Table 3. Logit regression: Association and odds ratio between developmental delay and each social determinant.
Characteristics | Full Analysis (N = 329) | Restricted Analysis (N = 589) | ||||
---|---|---|---|---|---|---|
OR | P | 95% CI | OR | P | 95% CI | |
Sex (male) | 1.46 | 0.181 | 0.83 2.54 | 1.46 | 0.181 | 0.83 2.54 |
Level of Education | 0.56 | 0.012* | 0.44, 2.49 | 0.65 | 0.009* | 0.48, 0.89 |
Age of mother at birth of child | 0.95 | 0.007* | 0.91, 0.98 | 0.96 | 0.002* | 0.93, 0.99 |
Gave birth in home | 0.73 | 0.37 | 0.38, 1.41 | 0.88 | 0.588 | 0.56, 1.39 |
Took maternal vitamin, months | 0.99 | 0.91 | 0.89, 1.11 | 0.94 | 0.078 | 0.87, 1.01 |
Goes to growth monitoring checkups | 0.49 | 0.053 | 0.25, 1.01 | 0.63 | 0.073 | 0.37, 1.05 |
Community health agent visits | 0.83 | 0.34 | 0.56, 1.22 | 0.73 | 0.013* | 0.56, 0.94 |
Child with diarrhea, days | 1.12 | 0.006* | 1.03, 1.21 | 1.04 | 0.154 | 0.98, 1.10 |
Breast fed child, months | 0.98 | 0.357 | 0.93, 1.03 | - | - | - |
Gave child micronutrient powder, months | 1.02 | 0.338 | 0.99, 1.05 | - | - | - |
Wealth Index | ||||||
-0 devices | 1 | - | - | 1 | - | - |
-1 device | 1.61 | 0.252 | 0.71, 3.67 | 1.77 | 0.070 | 0.96, 3.29 |
-2 devices | 1.11 | 0.811 | 0.46, 2.68 | 1.58 | 0.151 | 0.85, 2.95 |
-3 devices | 0.53 | 0.19 | 0.20, 1.39 | 1.09 | 0.810 | 0.55, 2.15 |
Bathroom | ||||||
-In House Plumbing | 1 | - | - | 1 | - | - |
-Latrine | 1.05 | 0.917 | 0.44, 2.49 | 0.76 | 0.347 | 0.43, 1.35 |
-Open Defecation | 1.45 | 0.506 | 0.49, 4.27 | 1.03 | 0.942 | 0.51, 2.08 |
Water Source | ||||||
-Home Tap System | 1 | - | - | 1 | - | - |
-Well Water | 2.17 | 0.105 | 0.85, 5.35 | 1.36 | 0.376 | 0.69, 2.69 |
-River Water | 2.39 | 0.029* | 1.09, 5.25 | 2.79 | 0.000* | 1.63, 4.79 |
*p<0.05
A Correlation Matrix of Coefficients of Regress Model was conducted to assess correlation between the independent variables and ensure there was no multicollinearity. The highest correlation between independent variables was between Community Health Agent Visits and Visits Community Center for Outreach and Surveillance (r = 0.38). Therefore, Visits Community Center for Outreach and Surveillance was dropped from the analysis. The next highest correlations between independent variables was low, including: Location of birth and Type of bathroom (r = .29), and Took maternal vitamins and Water source (r = .195), and so they remained in the analysis. With the exclusion of Visits Community Center for Outreach and Surveillance the interdependence between independent variables was found to be minimal.
Discussion
Cultivating good childhood development of cognitive and socioemotional skills has a large and long-term impact on health, wealth, and well-being of the person and society [1,7]. Poor early childhood development has been estimated to create $177 billion of economic loses in low- and middle-income countries [22]. Peru has high prevalence of several risk factors that are associated with poor child development. The national average of chronic malnutrition is 14.6% and anemia is 35.6% for children under the age of five [23]. Unfortunately, these risk factors are more prevalent among indigenous communities in the Amazonian region [24–26]. In the Amazonian department of Ucayali, chronic malnutrition is at 26.1% and anemia is at 46% [23]. Two independent studies found chronic malnutrition rates among children in indigenous communities to be 50% and 56.2%, and anemia rates to be 51% and 51.3% [24,25].

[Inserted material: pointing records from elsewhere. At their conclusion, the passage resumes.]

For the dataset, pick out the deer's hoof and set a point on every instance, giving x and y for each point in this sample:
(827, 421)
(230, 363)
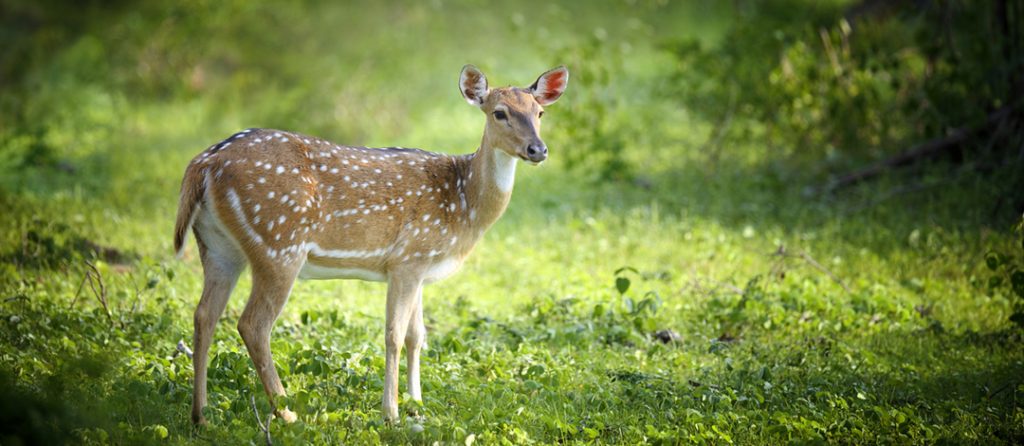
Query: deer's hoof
(288, 415)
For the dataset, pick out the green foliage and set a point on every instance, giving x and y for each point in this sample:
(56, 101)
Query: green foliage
(825, 91)
(1007, 275)
(650, 311)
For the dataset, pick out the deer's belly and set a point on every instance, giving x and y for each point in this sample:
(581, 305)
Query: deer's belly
(312, 271)
(441, 269)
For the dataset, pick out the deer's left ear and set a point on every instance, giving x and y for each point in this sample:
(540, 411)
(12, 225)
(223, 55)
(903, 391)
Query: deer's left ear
(550, 86)
(473, 85)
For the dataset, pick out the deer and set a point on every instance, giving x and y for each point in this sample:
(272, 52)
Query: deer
(291, 206)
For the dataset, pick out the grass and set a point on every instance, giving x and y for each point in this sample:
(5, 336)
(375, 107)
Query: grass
(875, 323)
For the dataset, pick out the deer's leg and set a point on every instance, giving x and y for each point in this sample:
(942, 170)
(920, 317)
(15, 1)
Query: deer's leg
(270, 288)
(221, 267)
(414, 343)
(401, 296)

Through the application of the ASQ, we found that more than one-fourth of the children [26.7%] in the studied communities are experiencing development delay. The probability of a child having developmental delay was significantly associated with several factors. If the family uses the river as their primary source of drinking water the child is more likely to experience developmental delay (OR 2.81). The association is important because 19% of the families interviewed still drink directly from the river (47% of families in Loreto). Mothers’ education showed protective effect against development delay among children. For every additional year of education for mothers, the probability of the child experiencing developmental delay decreased [OR 0.65). Our findings reflected other studies that found that mothers intellectual ability (measured by years of education or test scores) can have a strong impact on child development and academic performance [27,28]. However, we found that 52% of the caretakers in the communities stopped going to school before the age of 12. We also found comparable outcomes in relation to the impact of adolescent pregnancy. In our study, young mothers were more likely to raise a child with developmental delay (OR 0.96). Adolescent pregnancy is a large problem in the communities, where 39% have their first child before the age of 17. The outcome has been reflected in other studies in developed and developing countries. A 16-country study found that girl child marriage is a significant risk factor for early childhood developmental delay and stunting [29]. A mitigated factor for developmental delay was found in home visits by a community health agent. The families that received home visits were less likely to have a child with developmental delay (OR 0.89). However, only 51% of the families in the communities currently receive visits by a community health agent. The average is probably much lower in the general population of the region, as we surveyed communities that have a Community Center for Outreach and Surveillance and so are more likely to have community health agents [12,13].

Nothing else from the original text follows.